I have 10 wide all the way around, maybe a little less turning radius, but probably better handleing and stability


----------



## Polaris425 (Dec 16, 2004)

Depending on the tire, you'd be surprised at how well a 10" tire up front handles.


----------



## Rack High (Feb 23, 2010)

My turning radius went to hell...but she rides pretty good in a straight line.


----------



## Polaris425 (Dec 16, 2004)

Rack High said:


> My turning radius went to hell...but she rides pretty good in a straight line.


you're also rollin on Wide offset rims too.... The width of a tire alone should have nothing to do with turning radius. "Ease" of turning, now it might affect that a little depending on the height and type of tire... but not the radius.


----------



## tacoma_2002 (Jul 16, 2009)

I'd suggest a 12 rear with aftermarket rims. If you have factory rims I'd go with 10's all the way around. The 28's are going to challenge the stock Foreman (true 28's) unless you go with something like a zilla that is lightweight, so I'd suggest running a 27" tall tire so you can sling um a little better. 
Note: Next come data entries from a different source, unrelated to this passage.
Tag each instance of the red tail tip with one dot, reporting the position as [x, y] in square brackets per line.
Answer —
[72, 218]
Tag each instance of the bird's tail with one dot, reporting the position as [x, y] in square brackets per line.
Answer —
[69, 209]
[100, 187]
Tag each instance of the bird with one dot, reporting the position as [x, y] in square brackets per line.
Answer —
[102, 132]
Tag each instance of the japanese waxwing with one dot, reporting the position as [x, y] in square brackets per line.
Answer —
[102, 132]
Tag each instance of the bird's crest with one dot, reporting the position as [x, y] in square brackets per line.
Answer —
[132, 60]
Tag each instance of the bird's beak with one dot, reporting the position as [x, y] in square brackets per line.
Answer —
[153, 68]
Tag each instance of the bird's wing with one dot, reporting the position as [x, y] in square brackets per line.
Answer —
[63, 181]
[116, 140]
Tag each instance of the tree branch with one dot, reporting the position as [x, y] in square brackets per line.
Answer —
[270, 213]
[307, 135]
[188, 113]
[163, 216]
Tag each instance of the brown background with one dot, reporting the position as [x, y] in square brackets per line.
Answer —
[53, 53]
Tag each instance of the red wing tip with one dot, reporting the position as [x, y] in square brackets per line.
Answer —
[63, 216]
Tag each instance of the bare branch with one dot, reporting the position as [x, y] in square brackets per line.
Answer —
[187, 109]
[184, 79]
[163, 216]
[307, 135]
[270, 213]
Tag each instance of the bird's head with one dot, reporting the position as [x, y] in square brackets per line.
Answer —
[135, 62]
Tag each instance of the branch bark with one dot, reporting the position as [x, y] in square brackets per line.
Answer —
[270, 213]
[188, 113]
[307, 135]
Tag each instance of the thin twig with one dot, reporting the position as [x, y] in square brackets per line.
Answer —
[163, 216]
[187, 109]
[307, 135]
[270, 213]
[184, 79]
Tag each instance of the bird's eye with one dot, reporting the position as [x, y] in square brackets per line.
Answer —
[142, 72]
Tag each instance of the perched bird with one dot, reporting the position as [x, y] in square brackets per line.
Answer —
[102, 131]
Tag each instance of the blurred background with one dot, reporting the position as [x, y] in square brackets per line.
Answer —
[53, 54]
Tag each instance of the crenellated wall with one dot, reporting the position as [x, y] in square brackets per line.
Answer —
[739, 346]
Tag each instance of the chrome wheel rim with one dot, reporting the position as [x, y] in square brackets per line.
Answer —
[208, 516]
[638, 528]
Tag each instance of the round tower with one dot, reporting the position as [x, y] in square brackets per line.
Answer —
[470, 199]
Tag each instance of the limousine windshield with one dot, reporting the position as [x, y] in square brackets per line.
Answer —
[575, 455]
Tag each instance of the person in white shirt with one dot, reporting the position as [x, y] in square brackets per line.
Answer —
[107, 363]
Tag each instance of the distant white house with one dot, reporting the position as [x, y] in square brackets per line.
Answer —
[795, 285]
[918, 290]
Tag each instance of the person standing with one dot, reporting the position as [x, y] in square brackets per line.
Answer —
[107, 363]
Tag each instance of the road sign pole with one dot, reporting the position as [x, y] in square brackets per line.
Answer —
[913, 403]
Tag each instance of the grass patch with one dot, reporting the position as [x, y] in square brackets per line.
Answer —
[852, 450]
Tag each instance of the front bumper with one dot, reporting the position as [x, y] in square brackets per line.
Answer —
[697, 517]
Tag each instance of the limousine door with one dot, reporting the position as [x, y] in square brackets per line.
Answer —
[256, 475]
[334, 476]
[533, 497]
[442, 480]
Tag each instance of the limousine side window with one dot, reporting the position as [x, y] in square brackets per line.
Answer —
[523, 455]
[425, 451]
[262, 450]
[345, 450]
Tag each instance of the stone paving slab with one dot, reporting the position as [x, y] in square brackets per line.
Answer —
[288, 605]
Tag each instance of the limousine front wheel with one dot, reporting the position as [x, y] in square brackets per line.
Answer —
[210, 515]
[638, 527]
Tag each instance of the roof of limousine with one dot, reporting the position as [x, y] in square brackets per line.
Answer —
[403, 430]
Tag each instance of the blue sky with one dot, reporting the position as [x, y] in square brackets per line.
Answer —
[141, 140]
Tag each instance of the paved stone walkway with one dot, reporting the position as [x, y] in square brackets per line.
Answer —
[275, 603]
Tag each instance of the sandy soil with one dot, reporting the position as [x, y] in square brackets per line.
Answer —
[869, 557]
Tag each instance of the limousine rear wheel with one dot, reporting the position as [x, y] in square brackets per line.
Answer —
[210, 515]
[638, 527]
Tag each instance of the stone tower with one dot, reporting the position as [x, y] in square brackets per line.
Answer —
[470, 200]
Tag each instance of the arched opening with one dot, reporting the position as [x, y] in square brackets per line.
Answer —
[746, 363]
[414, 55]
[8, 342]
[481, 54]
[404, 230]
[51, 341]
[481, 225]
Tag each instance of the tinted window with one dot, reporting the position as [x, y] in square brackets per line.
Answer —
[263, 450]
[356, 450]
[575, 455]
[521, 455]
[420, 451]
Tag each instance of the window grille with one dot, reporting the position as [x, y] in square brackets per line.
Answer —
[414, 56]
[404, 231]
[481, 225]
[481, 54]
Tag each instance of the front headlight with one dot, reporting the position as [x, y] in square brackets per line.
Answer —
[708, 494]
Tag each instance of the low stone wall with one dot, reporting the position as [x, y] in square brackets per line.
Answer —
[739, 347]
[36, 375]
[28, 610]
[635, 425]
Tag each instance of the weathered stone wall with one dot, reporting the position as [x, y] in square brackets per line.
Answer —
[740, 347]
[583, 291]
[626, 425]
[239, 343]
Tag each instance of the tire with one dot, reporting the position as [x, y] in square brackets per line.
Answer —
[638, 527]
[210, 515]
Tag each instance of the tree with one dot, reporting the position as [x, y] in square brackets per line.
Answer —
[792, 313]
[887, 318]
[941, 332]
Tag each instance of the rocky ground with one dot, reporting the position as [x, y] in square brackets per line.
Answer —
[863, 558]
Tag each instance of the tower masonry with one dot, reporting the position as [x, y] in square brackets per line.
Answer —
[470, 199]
IMO how well you can turn your tires, is all the "fun" of the bike...if you have a large tire on a underpowered bike then you've just got a "mail getter"...then again if you can blast the tires loose while trail riding once in a while....you've still got a little fun left in the bike


----------



## tng6664 (Apr 20, 2010)

alright,,check this out,mudlites are true to size,,if it says 26 it measures 26" from ground to top..i'm not sure exactly what,,whether it be just springs or whole clutch kit,,not too sure but i can counter the taller size,,,ok,,explain to me how with a straight axle you get more "ground clearance"other than taller tires,,lift kit,,long travel springs are on top of axle,,from ground to axle if it's a 26" tire the center of hub is 13" if it's 27 center is 13.5 assuming tire is true to size,,oh yea,this is a question..lol


----------